Few prospects are more chilling than filicide. And, as this short monograph on Answer.com reminds us, Freud maintained that where there is a prohibition, there is a wish. Else why the prohibition, eh?
And parents do not just kill their little babies. They also kill their adult children. According to “Classifications and Descriptions of Parents Who Commit Filicide,” a research report authored by Linda Cylc while she was doing graduate work in psychology at Villanova University, “fathers generally kill older children.
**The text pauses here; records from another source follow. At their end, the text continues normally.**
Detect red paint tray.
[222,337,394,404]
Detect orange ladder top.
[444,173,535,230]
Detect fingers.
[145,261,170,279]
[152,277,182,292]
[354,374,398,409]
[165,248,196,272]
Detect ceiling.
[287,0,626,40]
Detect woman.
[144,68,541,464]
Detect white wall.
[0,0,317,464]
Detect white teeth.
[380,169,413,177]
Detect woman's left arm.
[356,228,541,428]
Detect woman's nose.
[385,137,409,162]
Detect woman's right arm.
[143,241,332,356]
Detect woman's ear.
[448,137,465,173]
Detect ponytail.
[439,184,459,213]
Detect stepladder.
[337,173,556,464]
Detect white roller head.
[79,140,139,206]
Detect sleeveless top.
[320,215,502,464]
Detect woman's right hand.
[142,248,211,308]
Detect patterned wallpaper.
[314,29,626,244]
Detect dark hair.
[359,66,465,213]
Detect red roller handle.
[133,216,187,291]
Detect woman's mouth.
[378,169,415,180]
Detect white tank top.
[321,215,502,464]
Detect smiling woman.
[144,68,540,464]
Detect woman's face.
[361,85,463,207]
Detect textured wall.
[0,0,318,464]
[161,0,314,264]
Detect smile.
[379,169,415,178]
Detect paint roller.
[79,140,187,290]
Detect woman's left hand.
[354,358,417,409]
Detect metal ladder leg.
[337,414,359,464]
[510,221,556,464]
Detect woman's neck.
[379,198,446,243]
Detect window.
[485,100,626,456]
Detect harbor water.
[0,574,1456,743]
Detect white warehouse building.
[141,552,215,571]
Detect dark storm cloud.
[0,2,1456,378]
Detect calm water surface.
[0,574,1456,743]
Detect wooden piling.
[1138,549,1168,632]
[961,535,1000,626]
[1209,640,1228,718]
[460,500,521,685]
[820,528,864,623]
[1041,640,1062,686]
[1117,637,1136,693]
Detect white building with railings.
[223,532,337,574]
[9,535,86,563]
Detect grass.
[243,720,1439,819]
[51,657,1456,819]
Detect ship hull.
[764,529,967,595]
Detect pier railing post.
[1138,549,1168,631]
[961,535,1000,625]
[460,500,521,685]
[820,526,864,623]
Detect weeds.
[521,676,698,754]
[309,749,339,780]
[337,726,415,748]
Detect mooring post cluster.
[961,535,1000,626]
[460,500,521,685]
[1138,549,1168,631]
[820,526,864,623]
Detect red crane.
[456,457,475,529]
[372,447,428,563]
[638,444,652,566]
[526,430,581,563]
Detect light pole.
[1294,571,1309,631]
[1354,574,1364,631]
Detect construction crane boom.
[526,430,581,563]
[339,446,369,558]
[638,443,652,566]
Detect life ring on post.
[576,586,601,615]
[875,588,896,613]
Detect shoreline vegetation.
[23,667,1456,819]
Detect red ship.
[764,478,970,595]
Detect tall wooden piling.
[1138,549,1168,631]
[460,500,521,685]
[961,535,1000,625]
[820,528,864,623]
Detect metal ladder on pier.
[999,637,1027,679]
Murderous fathers frequently have histories of drug and alcohol abuse, previous criminal records, and very high levels of environmental stress, and the murdered children often have had previous injuries (Palermo, 2002; Stanton & Simpson, 2002) … One more stressor seems to be important; fathers who kill their children are very often going through a separation from their wife or other marriage/relationship problems, and this can be seen as an additional risk factor (Marleau, et al., 1999).”
So do what you can, and absolve yourself of guilt. Consult with legal and social services to get a firm understanding of what your options are. Try to define a trigger point at which you would petition the court to have your father declared incompetent. Otherwise, stay out of his way. And warn the neighbors!